Las autoridades universitarias han asegurado que la UNAM no es la Compañía de Luz y que el nuevo reglamento de pagos no forma parte del paquete de condiciones que el FMI o el Banco Mundial le han impuesto a México para otorgarle nuevos préstamos. Han asegurado también que el momento que han escogido para sus reformas no está relacionado para nada con el calendario de la política nacional (es decir, interpretamos nosotros, que un gran movimiento de protesta en el DF, las provocaciones que se pueden generar en ese invernadero y las eventuales confrontaciones con la policía, etcétera, no podrán ser lastres para el jefe del Gobierno de la Ciudad ni para sus aspiraciones presidenciales).
Han asegurado, en fin, que el asunto es exclusivamente interno: que los estudios cuestan en cualquier parte del mundo, que los estudiantes deben pagar y que no es justo que con los impuestos de la gran masa de los mexicanos, que es pobre, se financien los estudios de muchos alumnos de familias acomodadas. Además, según esos argumentos, las cuotas ya no subirán (a lo mucho se actualizarán), y quien quiera ser exentado del pago sólo tiene que decirlo.
Realmente este conflicto no acaba de tener lógica: las autoridades aceptan que con el nuevo reglamento de pagos se ahorrará, cuando ya rija para todos los alumnos, algún 3 por ciento del presupuesto universitario (que es de 7 mil 500 millones en 1999). Que un ahorro mayor implicaría aumentar nuevamente cuotas o desaparecer las becas, y eso expulsaría a los alumnos de menores recursos (y se han declarado opuestas a una tal elitización).
Uno se pregunta entonces: ¿Por tan pocos ahorros vale la pena un conflicto que amenaza con alcanzar dimensiones inmanejables? Es obvio que las economías internas no están siendo el leyt motiv de la actual reforma. Me explico: supongamos que en el año que corre la UNAM reciba por cuotas estudiantiles algunos 20 millones de pesos (alrededor de 10 mil alumnos aceptarían pagar). Comparemos esto con lo que la UNAM ha gastado en desplegados en periódicos desde el 12 de febrero, en que fue anunciado el nuevo Reglamento de Pagos: Reforma once planas; La Jornada, 22; Excélsior, 17; El Financiero, 17; Unomásuno, 12 (por deducción: 20 planas en el resto de la prensa) = 99 planas a un promedio de 50 mil pesos plana = 4 millones 950 mil. Otro tanto habría que agregar en publicidad en radio y televisión (cálculo al que nos ha sido imposible tener acceso). Sólo por la publicidad de su reglamento y de sus ideas las autoridades habrían consumido la mitad de las cuotas que se proponen recabar en este año).
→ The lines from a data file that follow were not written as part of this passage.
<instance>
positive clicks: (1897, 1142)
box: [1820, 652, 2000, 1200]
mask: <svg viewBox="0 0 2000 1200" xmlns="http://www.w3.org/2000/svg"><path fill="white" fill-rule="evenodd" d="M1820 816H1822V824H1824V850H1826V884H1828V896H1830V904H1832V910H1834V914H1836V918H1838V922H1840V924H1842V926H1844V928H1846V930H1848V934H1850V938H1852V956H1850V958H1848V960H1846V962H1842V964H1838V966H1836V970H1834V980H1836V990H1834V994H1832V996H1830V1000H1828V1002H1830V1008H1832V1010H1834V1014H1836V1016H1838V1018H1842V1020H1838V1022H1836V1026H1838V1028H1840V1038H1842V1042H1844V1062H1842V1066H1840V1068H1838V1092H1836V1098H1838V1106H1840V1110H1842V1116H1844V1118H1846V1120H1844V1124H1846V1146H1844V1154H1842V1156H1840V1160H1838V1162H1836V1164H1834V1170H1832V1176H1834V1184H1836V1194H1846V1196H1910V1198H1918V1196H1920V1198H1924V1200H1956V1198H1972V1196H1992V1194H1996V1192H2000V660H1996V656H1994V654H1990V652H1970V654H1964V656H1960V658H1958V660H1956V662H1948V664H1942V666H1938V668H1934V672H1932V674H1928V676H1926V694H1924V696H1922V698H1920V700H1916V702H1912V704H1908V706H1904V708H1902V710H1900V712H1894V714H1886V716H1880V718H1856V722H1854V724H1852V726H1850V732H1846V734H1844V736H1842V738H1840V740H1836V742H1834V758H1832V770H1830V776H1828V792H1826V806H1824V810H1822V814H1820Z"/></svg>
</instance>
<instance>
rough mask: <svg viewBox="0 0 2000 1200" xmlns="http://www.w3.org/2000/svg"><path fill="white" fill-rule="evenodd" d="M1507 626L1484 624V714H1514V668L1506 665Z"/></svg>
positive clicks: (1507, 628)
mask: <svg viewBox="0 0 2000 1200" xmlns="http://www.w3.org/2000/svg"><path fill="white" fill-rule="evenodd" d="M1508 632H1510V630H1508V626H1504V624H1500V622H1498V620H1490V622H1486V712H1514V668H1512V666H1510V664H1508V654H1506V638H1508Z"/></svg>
Pero lo que resulta ridículo es que la UNAM ha declarado perder 50 millones de pesos por cada día de huelga: calculemos que las banderas rojinegras duren sólo 15 días = 750 millones perdidos (algo así como lo que se habrá recabado con las cuotas de los próximos tres años. Es obvio que la racionalidad contable no está conduciendo este descabellado proceso de huelga, y para apoyar aún más esta idea baste comparar las modestas sumas anteriores con los demenciales montos del Fobrapoa o del rescate carretero.
Entonces, quienes han promovido las cuotas están escondiendo motivos mucho más profundos. Pensamos que el momento político de la sucesión es delicado y que el conflicto puede tomar los caminos de la provocación, pero estamos seguros de que ningún sector de la universidad y menos las autoridades arriesgarían de esa manera a nuestra casa de estudios. Sin embargo, no estamos seguros de que el mismo compromiso exista en torno a la concepción de universidad que cada quien busca para los años que vienen. Repasadas las inconsistencias presupuestales comienza a quedar claro para los universitarios que detrás del reglamento de las cuotas viene una reforma integral de la educación superior en nuestro país: nueva estructura de las licenciaturas, nuevo Estatuto del Personal Académico, etcétera.
La idea de la universidad de excelencia sigue imperando en la cabeza de los científicos, y es superior y más poderosa que la de la justicia educativa, pero lo que agrava las cosas es que se corresponde como anillo al dedo con la ética excluyente del neoliberalismo. Repensemos las cosas: discutamos, con todas las cartas sobre la mesa, lo que está detrás del ilógico Reglamento de Pagos. El consenso comienza a ser que se derogue ese reglamento, que se levante la huelga y que abramos un diálogo sereno sobre la universidad que queremos, en un momento menos convulsionado.